There is an exhaustive manifesto and technical explanation about Nicechan on the site, and I excerpt it below.


On social media platforms like X, users have a persistent identity (even if it is a pseudonym). This fosters completely natural incentives for status competition, but those incentives are unnaturally exacerbated by the gamification inherent in likes, retweets, and follower counts. Additionally, your view on the world is limited by the set of people you have chosen to follow, and by platform algorithms that are trained to keep you hooked and not much else. The result is conversation that is often performative and susceptible to groupthink and tribalism.

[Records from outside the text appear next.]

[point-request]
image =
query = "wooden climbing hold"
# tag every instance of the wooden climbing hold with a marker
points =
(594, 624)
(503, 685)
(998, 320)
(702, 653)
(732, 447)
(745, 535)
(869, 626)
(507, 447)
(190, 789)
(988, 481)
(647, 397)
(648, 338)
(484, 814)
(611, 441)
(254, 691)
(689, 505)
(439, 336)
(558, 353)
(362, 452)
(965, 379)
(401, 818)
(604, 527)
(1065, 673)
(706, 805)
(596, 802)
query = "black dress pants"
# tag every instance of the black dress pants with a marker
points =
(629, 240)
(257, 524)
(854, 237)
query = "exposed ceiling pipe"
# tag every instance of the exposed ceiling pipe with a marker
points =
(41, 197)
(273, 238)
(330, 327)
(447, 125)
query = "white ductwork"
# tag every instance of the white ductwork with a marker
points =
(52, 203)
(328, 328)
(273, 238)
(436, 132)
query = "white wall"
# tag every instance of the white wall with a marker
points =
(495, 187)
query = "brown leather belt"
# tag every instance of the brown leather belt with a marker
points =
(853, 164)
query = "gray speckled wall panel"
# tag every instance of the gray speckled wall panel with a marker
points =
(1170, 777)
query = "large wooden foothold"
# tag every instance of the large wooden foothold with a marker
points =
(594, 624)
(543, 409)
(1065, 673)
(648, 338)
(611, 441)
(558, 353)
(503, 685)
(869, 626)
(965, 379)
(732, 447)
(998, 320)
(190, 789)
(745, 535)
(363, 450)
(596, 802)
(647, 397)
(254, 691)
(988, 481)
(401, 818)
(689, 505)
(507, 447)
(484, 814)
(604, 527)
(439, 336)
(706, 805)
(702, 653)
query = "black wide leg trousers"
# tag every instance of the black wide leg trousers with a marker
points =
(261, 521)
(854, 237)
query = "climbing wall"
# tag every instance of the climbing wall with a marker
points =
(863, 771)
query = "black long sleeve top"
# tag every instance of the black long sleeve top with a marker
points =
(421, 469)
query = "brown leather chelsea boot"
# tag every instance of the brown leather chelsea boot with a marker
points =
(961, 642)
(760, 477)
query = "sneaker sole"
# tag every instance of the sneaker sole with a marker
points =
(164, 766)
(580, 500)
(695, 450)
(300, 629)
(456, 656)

An interesting alternative mode of online conversation that is still public, and not cloistered, is that of anonymous “imageboards” made (in)famous by 4chan. They are web discussion forums with no user registration and no identities tied to posts. Postings are also ephemeral and are erased after a short time. Thanks to this architecture, imageboards foster a very different kind of conversation. Because there are no usernames, no follower counts, and no likes or retweets or karma, there is no ego or status-seeking tied to users’ expressions.

Because user content is presented chronologically, and neither you nor an algorithm curate what you see, you’re exposed to a greater set of expressions.

Without identity everyone’s expression is on equal footing and can be judged on its own merits regardless of its authorship. Such a peculiar arrangement can engender unreserved contributions to group creativity, which is why the origins of so much of what we take for granted as “internet culture” today—from lolcats to rickrolling—can be traced back to 4chan.

Of course, as 4chan itself shows, anonymity can have a very dark side. Without identity there is no accountability, and without account registration there is no way to screen out trolls and troublemakers.

After a lot of thinking about how we might be able to get the good of an anonymous discussion forum without so much of the bad, we came up with is Nicechan.

Nicechan is essentially an anonymous and ephemeral discussion forum but with important differences compared to traditional imageboards. Most significantly, you have to be a member to post, and membership costs $3 per month. That’s a modest amount that after hosting and service fees should leave little profit, but will be a barrier to entry that hopefully screens in earnest folks.

No identifying information is ever presented on the site—no username, nor email address, nothing. And on the backend, although we have access to payment information and will therefore be able to see the identity of who is a member, we will never know which subscriber wrote which post or reply. In the end Nicechan will have no more info about you than Elon does if you have a pseudonymous X account—less, in fact, because we won’t know what you wrote.

See the site for a technical explanation, but in a nutshell, when you post a thread or reply, we don’t store any info that ties it back to your account—no email, no user ID, nothing. Instead, we generate a unique pseudonym (like “Happy Fox”) for you in each thread using a random code based on your session and the thread itself, not your identity.

A pseudonym sticks with you within each thread, so you can tell within a thread that you are talking to particular individuals, but it’s different in every new thread you join. Even our database can’t connect your posts to your subscription email—it’s designed that way on purpose.